No matter how you slice it, Volkswagen’s intention to raise stakes in its China JVs was obvious.
We cannot blame Dr. Diess for trying to increase his company’s equity stakes in China JVs. First, it is possible now that China has announced a time schedule to completely open up the manufacturing industry. Second, it would be nice to have the profits from these JVs reflected in his company’s operating profits rather than accounted for as equity. Nearly €5 billion in the proportionate earnings it got from those JVs last year would be huge for Volkswagen, who had operating profits of €17.1 billion before special items. Third, BMW has already increased its stake in its China JV with Brilliance to 75 percent (granted, Brilliance might be a weaker partner compared with SAIC Motor) and Tesla has gotten the greenlight on a wholly-owned manufacturing facility. Were Volkswagen and any other foreign automakers for that matter, going to be just bystanders?
But, as Dr. Diess also noted, increasing its stakes, even if just by 1 percentage point, will not be cheap. The plan seems to be to have some sort of agreement reached as part of a broader new strategy roadmap by yearend or early next year. But even then there is no guarantee that Volkswagen will get its wish as far as becoming a majority shareholder in any of its three vehicle JVs in China. SAIC-Volkswagen could even continue as a 50:50 JV long into the future.
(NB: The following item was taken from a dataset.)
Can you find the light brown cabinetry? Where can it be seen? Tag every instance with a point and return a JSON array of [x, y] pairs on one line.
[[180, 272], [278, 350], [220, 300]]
For SAIC Motor and any other Chinese automakers that currently have vehicle JVs with foreign counterparts, it should no longer be surprising that such possibility that foreign partners would like to increase their stakes in their JVs even exists.
As CBU/CAR has pointed out many times before, the end of the 50:50 JV equity requirement would mean that it will all be business decisions from here on out for Chinese and foreign partners. Will 50:50 be the best option going forward? Will having a majority share necessarily be a better option for foreign partners and having a minority share for Chinese partners necessarily be a worse option? These ought to be thought out carefully.